MALIBU, Calif – California Department of Forestry Battalion Chief Steve Shaw invited us to accompany one of his strike teams up to a ridge in the mountains above Malibu on Monday – the second day of the wildfires.
As he briefed his fire crew on what they would be doing, I was reminded of the many pre-op briefings I attended with coalition forces in Iraq. The precision and coordination of ground and air elements rivaled those of any military operation.
|SLIDESHOW: Windy wildfires|
The ridge where the fire teams were staging gave a magnificent view of the Malibu coast. The view was scarred however by an ugly brown blanket of smoke from the fires that refused to die.
"Don't let the lack of flames fool you," said Shaw. "The winds can kick up at any time and the flames can shoot right up."
'Keep it coming'
Almost on cue, a big gust buffeted me and my crew. As we traversed a ridge, a line of smoke eaters vigilantly watched the still smoldering fire down in a canyon below as a fire crew trudged up out of the canyon to dig another firebreak carrying picks, shovels and heavy packs.
Again, they looked like a line of infantry coming back from a combat patrol. Their faces smeared with black dust. Just then, a firefighting Huey chopper swooped in low and dumped its payload of water. "Our air support," said one firefighter. He talked into his walkie-talkie to the helicopter driver. "Keep it coming, keep it coming."
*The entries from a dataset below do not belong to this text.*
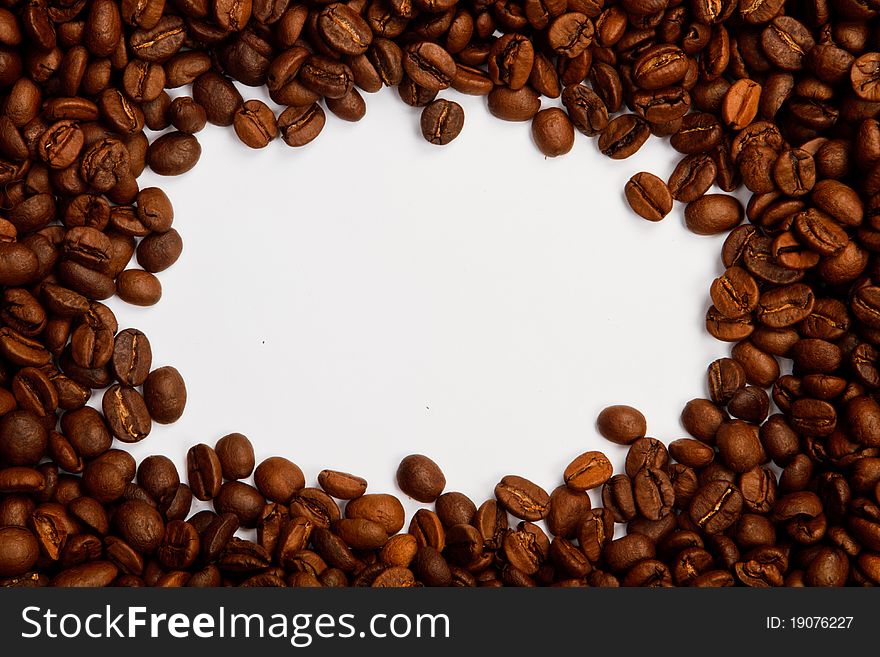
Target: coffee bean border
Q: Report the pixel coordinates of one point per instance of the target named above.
(781, 98)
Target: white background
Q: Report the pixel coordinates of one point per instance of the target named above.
(371, 296)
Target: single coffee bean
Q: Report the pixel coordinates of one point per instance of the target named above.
(442, 121)
(165, 395)
(585, 109)
(236, 456)
(138, 287)
(278, 479)
(132, 357)
(553, 132)
(204, 470)
(589, 470)
(648, 196)
(740, 104)
(621, 424)
(300, 125)
(430, 66)
(126, 414)
(342, 485)
(420, 478)
(712, 214)
(173, 153)
(522, 498)
(623, 136)
(158, 251)
(255, 124)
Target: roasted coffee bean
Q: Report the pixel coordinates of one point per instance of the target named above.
(165, 395)
(420, 478)
(623, 136)
(585, 109)
(522, 498)
(255, 124)
(442, 121)
(648, 196)
(342, 485)
(716, 506)
(236, 456)
(553, 132)
(300, 125)
(126, 413)
(589, 470)
(430, 66)
(204, 470)
(173, 154)
(622, 424)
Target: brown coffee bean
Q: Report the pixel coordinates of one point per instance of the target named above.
(522, 498)
(442, 121)
(553, 132)
(740, 104)
(342, 485)
(300, 125)
(174, 153)
(385, 510)
(430, 66)
(510, 61)
(621, 424)
(126, 414)
(165, 395)
(589, 470)
(236, 456)
(420, 478)
(712, 214)
(138, 287)
(648, 196)
(278, 479)
(255, 124)
(716, 506)
(204, 470)
(623, 136)
(157, 252)
(343, 29)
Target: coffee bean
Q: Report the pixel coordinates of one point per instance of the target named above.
(205, 474)
(300, 125)
(553, 132)
(126, 414)
(442, 121)
(510, 61)
(158, 251)
(165, 395)
(740, 104)
(138, 287)
(621, 424)
(174, 153)
(623, 136)
(648, 196)
(255, 124)
(589, 470)
(342, 485)
(429, 65)
(522, 498)
(712, 214)
(278, 479)
(420, 478)
(236, 456)
(585, 109)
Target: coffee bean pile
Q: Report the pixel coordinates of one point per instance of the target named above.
(779, 98)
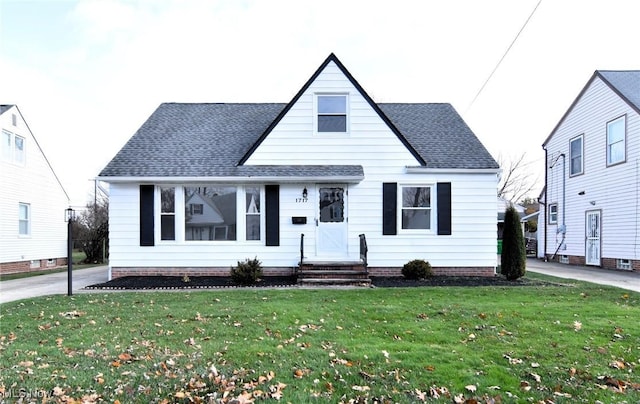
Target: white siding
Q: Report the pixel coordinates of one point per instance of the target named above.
(35, 184)
(613, 190)
(369, 143)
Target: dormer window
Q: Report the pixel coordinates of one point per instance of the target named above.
(332, 113)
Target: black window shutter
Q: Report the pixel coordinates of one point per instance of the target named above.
(389, 208)
(146, 215)
(272, 214)
(444, 208)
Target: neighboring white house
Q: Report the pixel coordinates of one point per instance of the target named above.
(33, 233)
(591, 199)
(331, 164)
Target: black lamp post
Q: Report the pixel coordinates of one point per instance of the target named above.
(69, 217)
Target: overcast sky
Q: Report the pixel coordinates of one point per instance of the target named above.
(87, 74)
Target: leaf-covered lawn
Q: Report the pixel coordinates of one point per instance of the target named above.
(552, 344)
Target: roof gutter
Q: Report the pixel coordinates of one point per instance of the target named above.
(233, 180)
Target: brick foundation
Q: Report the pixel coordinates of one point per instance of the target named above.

"The conditions are just perfect for a fire," said firefighter Josh Janssen. "Strong winds, totally dry – if the winds pick up, the flames can be right on top of us in no time."
As we left to file our story and feed tape, I looked back at the thin line of brave young men and women standing with their picks and shovels. They are the only thing holding this conflagration in check.
Shaw gave us a weary smile and waved farewell as he went back to directing his crew.